The algorithm operates on weight matrices independently. For each matrix column, it computes quantization parameters that best reconstruct outputs using a small calibration dataset. This post-hoc optimization requires the original fp16 model and representative samples—typically 128-512 examples from the model's training distribution.
from auto_gptq import AutoGPTQForCausalLM, BaseQuantizeConfig
from datasets import load_dataset
# Load model in fp16
model = AutoGPTQForCausalLM.from_pretrained(
"meta-llama/Llama-2-7b-hf",
torch_dtype=torch.float16,
device_map="auto"
)
# Configure quantization
quantize_config = BaseQuantizeConfig(
bits=4,
group_size=128, # quantize per 128 weights
desc_act=True, # activation order for better quality
)
# Prepare calibration data
def get_calibration_samples():
data = load_dataset("wikitext", "wikitext-2-raw-v1", split="train")
samples = []
for item in data:
if len(samples) >= 128:
break
if len(item["text"]) > 50:
samples.append(item["text"][:512])
return samples
# Quantize
model.quantize(get_calibration_samples(), quantize_config=quantize_config)
model.save_pretrained("llama-2-7b-gptq")
Critical parameters:
bits: Controls precision. 4-bit offers the best accuracy-per-memory tradeoff. 3-bit requires careful tuning and often underperforms. 2-bit is generally unusable for large models.
group_size: Defines how many weights share quantization parameters.

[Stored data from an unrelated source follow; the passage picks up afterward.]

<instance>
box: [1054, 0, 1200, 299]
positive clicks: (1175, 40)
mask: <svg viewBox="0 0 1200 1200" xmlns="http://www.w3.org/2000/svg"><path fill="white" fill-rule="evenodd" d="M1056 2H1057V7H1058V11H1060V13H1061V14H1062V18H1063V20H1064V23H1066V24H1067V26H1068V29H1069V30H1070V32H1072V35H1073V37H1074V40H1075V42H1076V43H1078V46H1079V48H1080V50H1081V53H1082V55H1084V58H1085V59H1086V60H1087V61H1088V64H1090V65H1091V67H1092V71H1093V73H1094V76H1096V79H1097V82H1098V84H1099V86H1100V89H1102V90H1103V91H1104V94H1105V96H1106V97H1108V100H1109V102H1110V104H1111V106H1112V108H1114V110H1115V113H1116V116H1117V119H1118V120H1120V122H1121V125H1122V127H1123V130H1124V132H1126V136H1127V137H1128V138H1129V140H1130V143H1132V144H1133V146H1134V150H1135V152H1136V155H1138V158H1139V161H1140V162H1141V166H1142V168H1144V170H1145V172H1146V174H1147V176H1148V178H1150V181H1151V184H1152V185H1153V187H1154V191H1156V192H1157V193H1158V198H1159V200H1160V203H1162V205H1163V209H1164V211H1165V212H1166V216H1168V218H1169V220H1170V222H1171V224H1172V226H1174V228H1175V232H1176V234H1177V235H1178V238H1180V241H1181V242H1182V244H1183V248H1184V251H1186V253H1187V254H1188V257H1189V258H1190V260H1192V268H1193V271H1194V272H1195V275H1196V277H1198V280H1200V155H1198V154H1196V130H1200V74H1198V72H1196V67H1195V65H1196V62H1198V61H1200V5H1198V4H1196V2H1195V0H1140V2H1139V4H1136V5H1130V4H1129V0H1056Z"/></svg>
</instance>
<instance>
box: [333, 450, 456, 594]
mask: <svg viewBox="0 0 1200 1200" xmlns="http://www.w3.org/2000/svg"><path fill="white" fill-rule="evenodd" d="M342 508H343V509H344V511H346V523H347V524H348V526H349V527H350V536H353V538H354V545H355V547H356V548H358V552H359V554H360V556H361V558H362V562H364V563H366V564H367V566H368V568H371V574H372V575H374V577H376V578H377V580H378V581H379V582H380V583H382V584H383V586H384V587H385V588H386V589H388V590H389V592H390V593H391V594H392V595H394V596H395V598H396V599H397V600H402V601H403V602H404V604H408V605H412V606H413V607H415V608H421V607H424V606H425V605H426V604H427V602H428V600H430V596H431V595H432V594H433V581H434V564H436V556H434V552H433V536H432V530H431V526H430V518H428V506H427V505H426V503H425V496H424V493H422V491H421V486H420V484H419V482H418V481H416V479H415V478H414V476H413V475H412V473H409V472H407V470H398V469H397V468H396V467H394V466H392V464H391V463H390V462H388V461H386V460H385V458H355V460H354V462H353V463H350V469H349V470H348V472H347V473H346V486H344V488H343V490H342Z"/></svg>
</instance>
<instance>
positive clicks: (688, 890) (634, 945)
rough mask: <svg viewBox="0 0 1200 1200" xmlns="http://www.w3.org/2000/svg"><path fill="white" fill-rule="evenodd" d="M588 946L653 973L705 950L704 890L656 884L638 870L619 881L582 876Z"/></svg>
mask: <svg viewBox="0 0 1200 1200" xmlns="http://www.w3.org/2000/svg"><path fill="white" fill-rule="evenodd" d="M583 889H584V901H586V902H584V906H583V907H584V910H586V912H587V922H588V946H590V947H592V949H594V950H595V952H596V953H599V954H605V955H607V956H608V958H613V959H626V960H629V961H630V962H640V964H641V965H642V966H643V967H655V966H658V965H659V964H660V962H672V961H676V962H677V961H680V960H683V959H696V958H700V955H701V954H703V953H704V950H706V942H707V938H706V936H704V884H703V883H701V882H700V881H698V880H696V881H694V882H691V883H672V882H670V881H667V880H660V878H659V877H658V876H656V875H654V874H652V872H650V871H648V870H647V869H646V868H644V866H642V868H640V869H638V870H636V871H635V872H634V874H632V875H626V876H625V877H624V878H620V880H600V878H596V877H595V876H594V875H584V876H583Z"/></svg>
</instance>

Smaller groups (64, 128) preserve quality at the cost of slightly larger models. Power-of-two values enable efficient kernels.
desc_act: Reorders weights by activation magnitude during quantization. This activation-aware ordering typically improves quality 1-2 perplexity points but may hurt latency on some architectures.
The calibration dataset significantly impacts results. Using prompts from the wrong domain (e.g., code samples for a general-purpose model) produces worse quantization. For instruction-tuned models, use instruction-response pairs rather than raw web text.
Memory requirements during quantization can exceed final model size by 2-3x. Budget accordingly when planning the conversion pipeline.
# Expected memory during quantization of 70B model
# ~140GB for fp16 model + ~200GB workspace
# Total: ~340GB VRAM or system RAM
Quantize a 7B model at bits=4, group_size=128, and bits=4, group_size=64. Measure perplexity difference on a held-out dataset. Calculate the actual memory reduction for each configuration.